You've just announced you're working with Don Giovanni, how does it feel and what made you go with them?
We are working with Don Giovanni and are very excited about this. We have our own record label, Sister Polygon Records, which is how we released our first single and first two cassettes. We became friends with Joe over the summer, he asked if we'd ever be interested in releasing some music on his label. We said well, maybe we'd like to do that but we'd like to get to know each other first. So we played a show together in New Brunswick with his solo project Modern Hut and lo and behold, we all became friends. So Don Giovanni and Sister Polygon will be co-releasing the next Priests record, and we're all really excited about this.  

Don Giovanni has a lot of other great female-fronted bands and female artists on the roster, was this something that you considered when deciding to work with them or was it just because you liked the label?
We just like Joe, we like how he does business, Don Giovanni just seemed like the "right" choice. Have you ever seen When Harry Met Sally? There is a part when one of the older couples are talking and the woman is like, "You just know, the way you know about a good melon", it was sort of like that. We published something in The Media last spring about our upcoming tour, about how we think accessible community space and playing all-ages shows are important. And Joe wrote to us and said hey, I thought that was cool.
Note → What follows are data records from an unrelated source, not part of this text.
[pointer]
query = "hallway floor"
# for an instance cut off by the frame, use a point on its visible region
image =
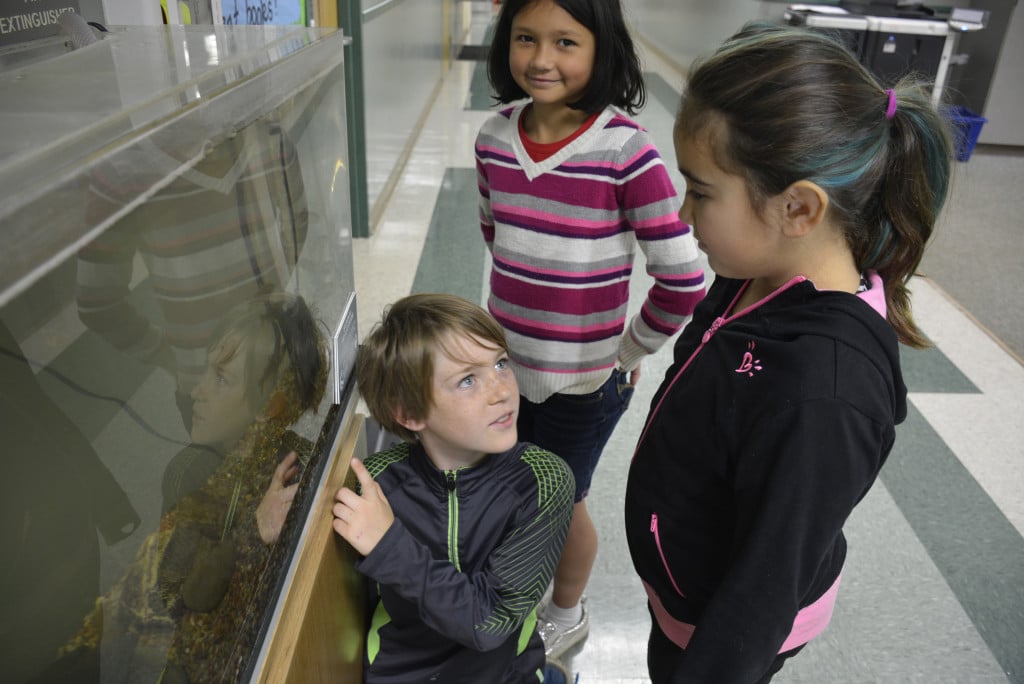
(933, 590)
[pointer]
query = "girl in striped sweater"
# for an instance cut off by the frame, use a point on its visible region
(569, 186)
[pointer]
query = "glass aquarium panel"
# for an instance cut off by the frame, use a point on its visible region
(176, 262)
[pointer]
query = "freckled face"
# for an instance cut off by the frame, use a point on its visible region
(551, 54)
(475, 403)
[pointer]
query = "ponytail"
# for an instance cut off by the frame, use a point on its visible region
(911, 189)
(799, 105)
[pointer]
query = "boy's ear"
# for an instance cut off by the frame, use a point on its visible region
(274, 407)
(411, 424)
(806, 206)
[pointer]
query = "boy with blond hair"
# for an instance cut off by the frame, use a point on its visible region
(461, 525)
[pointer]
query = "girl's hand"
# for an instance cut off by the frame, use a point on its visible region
(273, 509)
(363, 519)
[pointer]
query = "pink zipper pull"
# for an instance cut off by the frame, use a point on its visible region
(714, 329)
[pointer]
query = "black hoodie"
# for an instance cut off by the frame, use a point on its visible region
(769, 427)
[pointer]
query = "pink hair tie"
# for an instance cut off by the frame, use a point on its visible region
(891, 109)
I just wanted to write and say hi.
You call yourself a "real life non internet band", what is it about being an internet band that disinterests you? Do you feel any disconnect with technology?
I think that is part of the description on our tumblr, yeah. All we mean by that is our band isn't just a website. We make records and play shows "IRL" (internet speak for "in real life", for the uninitiated) and it just goes beyond the internet. Uh, but sometimes for me personally the internet does accelerate communication and human relationships in a way I haven't become totally accustomed to yet, I feel like I don't always translate myself the way I'd like to, but I have a feeling a lot of people have this problem.    

You recently released Tape Two, a cassette-only tour release, what is it that attracted you to releasing music on cassette? Are you very involved in DIY culture?
Cassettes can be produced quickly, they are inexpensive, and cassette players are also very inexpensive at most thrift stores. A lot of people don't necessarily have cassettes or their players lying around, but if you'd like to be a part of that it isn't difficult. You don't need a lot of money and really, you might find a lot of cool music on tape for not a lot of money. The problem really is that you might find some bad stuff, too. One time Gideon found this tape that had 4 faces on the cover made out of clouds, it looked like it could've been a lost Earth, Wind & Fire record or something? Or maybe it was an Earth, Wind & Fire record? Anyway, it was a real let down for us because the tape was actually boring, there were no hits on it. No "Getaway" or "Shining Star" or anything like that. So yeah, I guess tapes are still a roll of the dice but we like them. We like them better than CDs but really, I'm even coming around to those. I mean, however you want to listen to music. We live in the future, the world and the music are truly at your fingertips. You can do whatever you want.    

Are you currently working on any new music or are you focusing on playing shows in NY and DC?
We're working on new stuff! Always working on new stuff! We get bored otherwise. Washington DC is our hometown though.

You wrote a song about author and playwright Lillian Hellman,  has her writing inspired your music in any way? 
She's so cool! I mean it's like the lyrics I wrote in the song, I literally read a biography about Lillian Hellman and thought, wow. Cool lady. Deserves a song. I'd encourage anyone to read about her life or read some of her plays or other works, she was a real character.

Lillian Hellman was very politically involved and you also mention some of early American politics in 'USA (Incantations)', are you a very political person?
Isn't everyone a political person? Even when we don't realize it, our actions and our values and opinions, the way we live our lives, all this stuff has meaning and impact.  

Do you have any other inspirations that influence the way you make music? 
Pretty much anything I surround myself with is an inspiration, I'm a real sponge. I think all of us are, we're all very impressionable and sensitive.  

Aurora Mitchell

Monday 27 January 2014

Bruce Springsteen - High Hopes



High Hopes is the sixteenth album from the Bruce Springsteen, tidying up songs written over the course of the last decade or so alongside a couple of covers and a re-recording of his Steinbeck-inspired anthem for the common man, ‘Ghost of Tom Joad’

Several of these tracks were recorded during a break on the Wrecking Ball tour with ex-Rage Against the Machine guitarist Tom Morello and though on the surface purveyors of widescreen American rock and ferocious rap-metal have little in common, both Springsteen and Morello share a sense of empathy with the downtrodden and a debt to the works of both Pete Seeger and Bob Dylan that makes their collaborations less unlikely than they may initially appear. Unfortunately whilst perhaps shaking Bruce out of his roots-rock comfort zone is an admirable goal, many of Morello’s worse impulses are allowed to run unchecked. On the seven minute revisit of ‘Ghost of Tom Joad’ – explosively covered by Rage on their patchy covers album Renegades - he smothers the track in wah-wah sounds, guitar pyrotechnics and his famous axe-as-turntable screeches but ends up with a lesser result than the stripped back original.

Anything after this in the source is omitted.